Our emergency plan has been developed in few days, and tested in few weeks. Notably, a request for authorization of tele-medicine was submitted from the Italian Society of Endocrinology to the Italian National Institute of Health (Istituto Superiore di Sanità, ISS) on April 29, receiving a positive reply on June 30 [34]. Dedicated platforms and data protection are suggested by the ISS. Since the end of 2019, in Veneto all the medical reports (either from NHS or private health system) as well as the images are reported in the FSEr, a web-based platform dedicated to the storage of medical data (data protection is guaranteed according to the European General Data Protection Regulation– GDPR [35]). Since July, in the AOU of Padova, we can use a dedicated video-platform, where patients can deposit all medical reports in a virtual desktop (available 7 days before the telemedicine visit). High-quality image recorded in the FSEr are available in such platform, patients and physicians can communicate with a camera, and a protected connection with the eCRF of the HCP is used to write the medical reports and send them to the patient.

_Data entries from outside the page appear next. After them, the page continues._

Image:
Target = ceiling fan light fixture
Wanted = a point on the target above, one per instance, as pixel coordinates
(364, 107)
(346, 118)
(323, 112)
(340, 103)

The endocrine-triage and tele-Endo approaches are not based on systematic reviews or meta-analysis, because there is no evidence on how to adopt endocrine care in times of a health crisis as this outbreak was. Moreover, each plan should be tailored to specific countries, because NHSs could be public, private or mixed. Italy was one of the first severely affected countries in Europe, and Veneto one of those with the higher COVID-19 load, where the containment measures have been applied earlier. During the application of our model, we have noticed some suggestions to improve our clinical practice, not only during an emergency scenario. First, we used phone call for tele-Endo; in the era of connectivity, our Stakeholders should encourage the use of web-based applications that consider patients’ smartphone camera. Moreover, each HCP or region use a web-based system to store data (as FSEr in Veneto); however, they are not connected each other and this represents an issue especially in a hub centre dedicated to rare diseases living in a diffuse geographical area, that performed different biochemical/radiological examinations in different HCPs.

Careful surveillance strategies proposed by Government and HCPs are mandatory to reduce further clusters. We have decided to continue the “stay-safe” procedures, as well as the endocrine triage for selected patients (adrenal insufficiency, hypercortisolism, age ≥ 65 years). We think that our proposed proactive pathway can be really valuable in helping physicians to face circumstances that have not met before.

Our work presents several limitations. First, we do not have a clear research question: we can only propose a description of our routine clinical activity during the outbreak. Therefore, it lacks academic and scientific rigour, because a control group is not feasible.

There is little evidence available on the effectiveness of the Outpatient Service re-organization during a pandemic outbreak. Our strategies were effective in optimizing the spread of the virus (limiting the number of F2F visits) and in continuing the follow-up for patients with chronic endocrine disorders. Our model is far from perfection; however, we managed to give a clinical answer to ≈80% of patients. More time is needed to verify if our model is effective in the long term, but in the short term, we have combined the social distancing with the health of our patients.